The species that support Canada’s fisheries usually consist of multiple populations (or ‘stocks’), each associated with a particular environment, and often harbouring adaptations to the local environment. Fisheries benefit from this adaptive diversity by being more productive, stable, and subject to fewer closures. However, to gain these benefits, fisheries must target individual populations in a controlled fashion; this in turn requires tools that enable identification of those populations, where they occur, and how much mixing occurs between them. Paul Bentzen, a professor in the Department of Biology, is seeking to develop those tools.

Read more about Paul's research

“We are using DNA sequencing technologies that examine millions of DNA bases and thousands of genes to detect the genetic differences that distinguish fish stocks,” explains Paul.  “By developing novel software tools and improving existing software we can ease analysis of the huge amounts of data involved, and enable management of mixed-stock fisheries and conservation of biodiversity within economically and culturally important fish species.”

Paul’s current projects address these objectives in Atlantic salmon and Atlantic cod along Newfoundland and Labrador's coast.
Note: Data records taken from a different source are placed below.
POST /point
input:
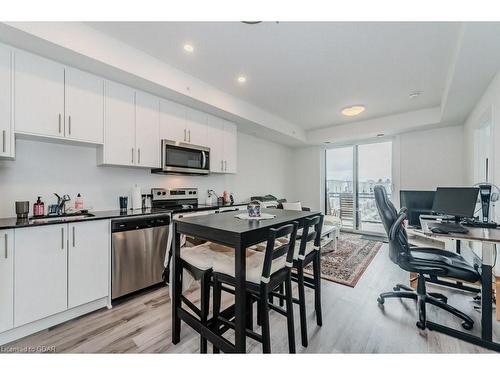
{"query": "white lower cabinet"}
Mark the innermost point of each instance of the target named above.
(58, 267)
(88, 261)
(6, 279)
(40, 283)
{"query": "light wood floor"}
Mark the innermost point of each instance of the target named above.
(353, 323)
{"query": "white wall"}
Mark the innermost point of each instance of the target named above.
(430, 158)
(309, 177)
(44, 168)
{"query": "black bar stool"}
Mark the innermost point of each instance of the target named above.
(265, 272)
(307, 251)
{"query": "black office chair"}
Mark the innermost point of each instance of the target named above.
(423, 261)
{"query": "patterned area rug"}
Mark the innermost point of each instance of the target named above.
(347, 264)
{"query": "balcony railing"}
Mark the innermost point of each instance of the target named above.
(342, 205)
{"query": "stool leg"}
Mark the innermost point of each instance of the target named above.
(266, 335)
(289, 315)
(205, 306)
(217, 295)
(302, 304)
(317, 288)
(250, 301)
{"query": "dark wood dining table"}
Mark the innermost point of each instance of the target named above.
(239, 234)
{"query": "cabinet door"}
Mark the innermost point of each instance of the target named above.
(119, 125)
(215, 137)
(6, 132)
(38, 95)
(6, 280)
(147, 130)
(84, 106)
(88, 261)
(40, 283)
(172, 121)
(197, 127)
(230, 147)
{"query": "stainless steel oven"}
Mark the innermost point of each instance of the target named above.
(184, 158)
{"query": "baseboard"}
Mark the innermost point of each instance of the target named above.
(50, 321)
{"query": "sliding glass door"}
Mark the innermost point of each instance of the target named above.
(351, 174)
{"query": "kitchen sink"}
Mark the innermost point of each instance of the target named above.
(61, 218)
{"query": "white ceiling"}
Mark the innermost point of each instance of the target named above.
(306, 72)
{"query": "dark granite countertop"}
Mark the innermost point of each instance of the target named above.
(12, 222)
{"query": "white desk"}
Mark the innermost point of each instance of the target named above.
(488, 238)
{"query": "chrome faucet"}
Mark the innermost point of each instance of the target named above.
(61, 203)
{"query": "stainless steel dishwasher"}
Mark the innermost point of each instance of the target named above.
(138, 248)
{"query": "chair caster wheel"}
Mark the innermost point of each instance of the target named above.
(468, 326)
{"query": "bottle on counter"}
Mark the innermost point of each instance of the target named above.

These species support mixed stock harvests, have suffered major declines, and risk losing important diversity.

“Other research in my laboratory has identified many genes in Atlantic cod that are strongly associated with variation in marine sea temperatures,” says Paul. “Each of these genes consists of two variants, one associated with ‘warm’ and another associated with ‘cold’ sea temperatures.”

The ocean off of Nova Scotia marks a transition zone between ‘warm’ associated cod (which predominate to the south of Nova Scotia) and ‘cold’ associated cod, which occur northward of Nova Scotia. Such temperature (and therefore, climate) associated diversity within marine species is an important dimension of biodiversity that has gone unrecognized until very recently. Paul’s research will help us better understand this particularly in light of climate change.